9 min read

How to process unstructured data

Move from scattered pieces of information to a usable database for identifying patterns, verifying facts, and forming the basis for your reporting

After conducting audience research to identify information needs, creating an information map of sources that house data you will need for your reporting, and conducting targeted manual and automated data gathering of those sources, you are on your way to original reporting hat fills gaps in your intended audience’s information needs.

It's likely that the data you have collected is messy, unstructured, and full of noise.

So before arriving at a reporting hypothesis and concept for your reporting based on the gathered data, you will need to clean the data to make sense of it.

That step, the subject of this post, is called information processing. Information processing will turn that raw data into something you can use.

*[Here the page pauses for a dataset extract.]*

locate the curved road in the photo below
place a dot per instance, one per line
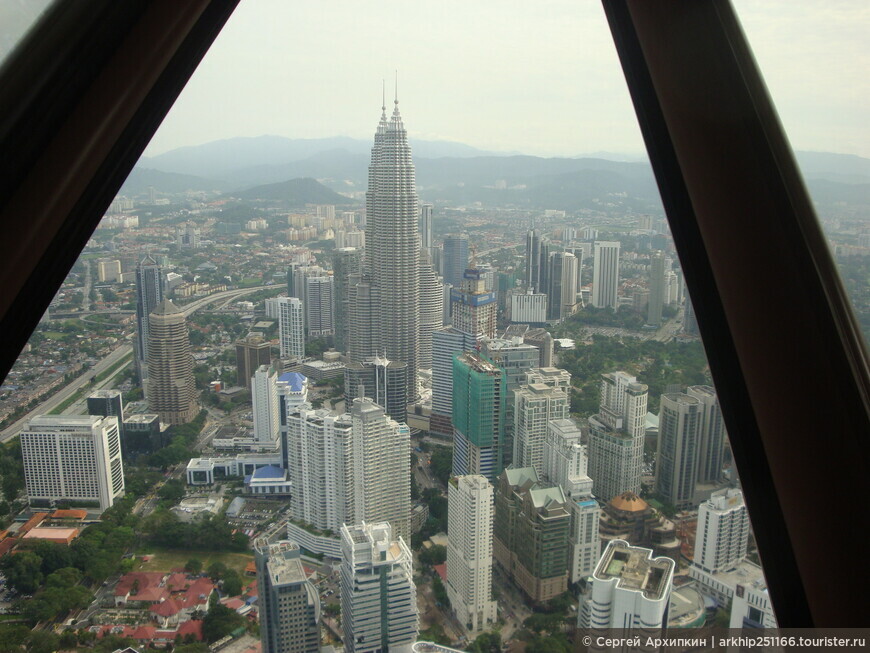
(67, 391)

It’s about taking scattered pieces of information and building a cohesive picture, allowing you to identify patterns, verify facts, and ultimately form the basis for your reporting.

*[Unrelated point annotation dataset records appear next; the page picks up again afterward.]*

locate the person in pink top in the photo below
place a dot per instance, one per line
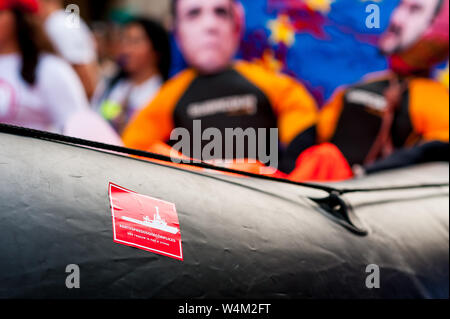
(39, 90)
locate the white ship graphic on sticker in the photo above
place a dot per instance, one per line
(156, 223)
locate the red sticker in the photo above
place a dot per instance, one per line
(146, 223)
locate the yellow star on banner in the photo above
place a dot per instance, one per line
(323, 6)
(269, 61)
(282, 30)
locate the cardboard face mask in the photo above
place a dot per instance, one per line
(417, 37)
(208, 32)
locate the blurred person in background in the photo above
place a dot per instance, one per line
(39, 90)
(399, 117)
(145, 62)
(223, 93)
(73, 40)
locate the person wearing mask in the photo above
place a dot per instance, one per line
(221, 92)
(39, 90)
(145, 62)
(399, 117)
(72, 39)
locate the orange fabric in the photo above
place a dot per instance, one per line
(429, 109)
(292, 103)
(155, 123)
(321, 163)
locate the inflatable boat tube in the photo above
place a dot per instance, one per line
(239, 237)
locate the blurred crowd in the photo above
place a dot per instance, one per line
(111, 82)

Jump: WHAT is information processing | WHY we process data | HOW to process data | WHAT comes next

For newsrooms with limited resources or operating in challenging environments, this cleaning phase is especially important. A well-organized dataset that meets information needs gives you a unique ability to remain relevant even when operating from overseas, especially in cases when censorship obstruct or distort the public debate on such issues.

Don’t neglect your information map, either. Remember that maintaining your information map is the difference between a one-off report and a sustainable, living database you can return to again and again for your reporting.

Security protocol should also be in place, including redacting personally identifying information from your database and encrypting your database and communications.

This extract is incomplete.